A small significant increment in mean frequency and mean average activity was observed only in the MKJNJ group in pairwise comparison with the MK group (frequency: T = 26, n = 7, p = 0.031; average activity: T = 28, n = 7, p = 0.016, Figure 8F (ii)). The MKTAK group did not alter the neural activity induced by MK‐801 (frequency: T = 7, n = 5, p = 0.438; average activity: T = 15, n = 5, p = 0.062, Figure 8G (ii)). The cumulative difference showed the MKJNJ group reached the ceiling plateau slower than its MK group (T = −136, n = 17, p < 0.001), whereas the MKTAK was slower than its MK group (T = 300, n = 25, p < 0.001, Figure 8H). However, the correlation matrix showed a congruent pattern for the MKJNJ and MKTAK groups, as both groups were negatively correlated with the respective MK groups (Figure 8I).

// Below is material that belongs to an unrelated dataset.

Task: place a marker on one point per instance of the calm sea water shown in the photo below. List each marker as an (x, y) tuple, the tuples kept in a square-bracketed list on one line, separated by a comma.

3.6. Effect of GPR139 Agonists on Habenula Activities at Habituated State
We next examined the effect of GPR139 agonists on the habenula activity at a habituated state. After the startle habituation paradigm, we proceeded with pERK immunohistochemistry (Figure 9A). We recorded the z‐stack of the habenula and analyzed three planes with 7 μm apart. Exposure to JNJ and TAK agonists reduced the pERK/tERK‐immunofluorescence intensity at the lower plane of the habenula compared to plane 1 (closest to the surface) (JNJ: χ 2(2) = 18.84, p < 0.001; plane 1 vs. plane 2, p = 0.226; plane 2 vs. plane 3, p < 0.001, plane 1 vs. plane 3, p = 0.033, Figure 9C; TAK: χ 2(2) = 34.32, p < 0.001; plane 2 vs. plane 3, p = 0.612; plane 3 vs. plane 4, p < 0.001, Figure 9D), whereas the control did not differ in intensity among planes (χ 2(2) = 3.355, p = 0.187, Figure 9B).
FIGURE 9.

pERK (green)/tERK (red)‐signals of normal larval zebrafish habenula after the startle habituation paradigm. (A) Sample illustration of three z planes separated by 7 μM for the control (left), JNJ (middle) and TAK (right) groups. White scale bar: 20 μM (B, C, D) pERK/tERK values of three planes arranged the ventral side of the left habenula (labeled as left) to the ventral side of the right habenula (labeled as right). (E) Cumulative distribution in fractions of pERK/tERK values of the control, JNJ and TAK groups. (F) Comparison of combined planes pERK/tERK between groups. (G) Linear regression for left habenula (left) and right habenula (right). Kruskal–Wallis test followed by Dunn's multiple comparison test were conducted. R squared of the fitted line were tabled. * indicated p < 0.05, *** indicated p < 0.001, and ns indicated non‐significant difference.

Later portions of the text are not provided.